A clean sequence to clear Permit2 exposure for a token
If you want to fully clear Permit2 exposure for a given token — for example, you are about to move that token to a cold wallet and never use it with a Permit2-integrated protocol again — the clean sequence is:
- Invalidate nonces for each downstream spender you remember granting signatures to. One
invalidateNoncescall per (token, spender) triple, any reasonable future nonce value. - Lockdown per spender for any Permit2 sub-allowances our scanner shows on that token. One
lockdowncall can batch multiple spenders. - Revoke the token→Permit2 allowance on-chain with
approve(permit2, 0).
In practice, steps 1 and 2 are the thorough version. Step 3 alone is enough for the vast majority of cases, because any downstream protocol trying to use an old signed grant would have to go through Permit2, and without the token→Permit2 allowance Permit2 cannot transfer anything. Steps 1 and 2 are belt-and-braces.
Gas cost
At current mainnet gas prices, each of these calls is roughly:
approve(permit2, 0)— ~46,000 gas. Same cost as any ERC-20 revoke.Permit2.lockdown— ~32,000 gas per (token, spender) pair.Permit2.invalidateNonces— ~28,000 gas per (token, spender) pair.
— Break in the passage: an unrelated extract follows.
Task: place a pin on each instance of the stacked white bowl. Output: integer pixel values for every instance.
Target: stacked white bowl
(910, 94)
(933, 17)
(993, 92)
On L2s (Arbitrum, Base, Optimism) these are sub-cent operations. On mainnet at moderate gas, the full three-step sequence for a token is under $3 total. The sequence is cheap relative to the risk coverage it delivers.
Where our scanner helps
The scanner identifies Permit2 sub-allowances as separate rows with the downstream spender named, so you can revoke specific grants without touching the broader token→Permit2 allowance. Batch revoke (Pro tier) bundles multiple lockdown calls into a single EIP-5792 transaction where the chain supports it, so clearing ten Permit2 sub-allowances costs one signature and one gas payment instead of ten.
If you are done using Permit2-integrated protocols entirely for a token — and that is not always the right call — the top-level revoke of token→Permit2 is the single most effective action. The rest is hygiene.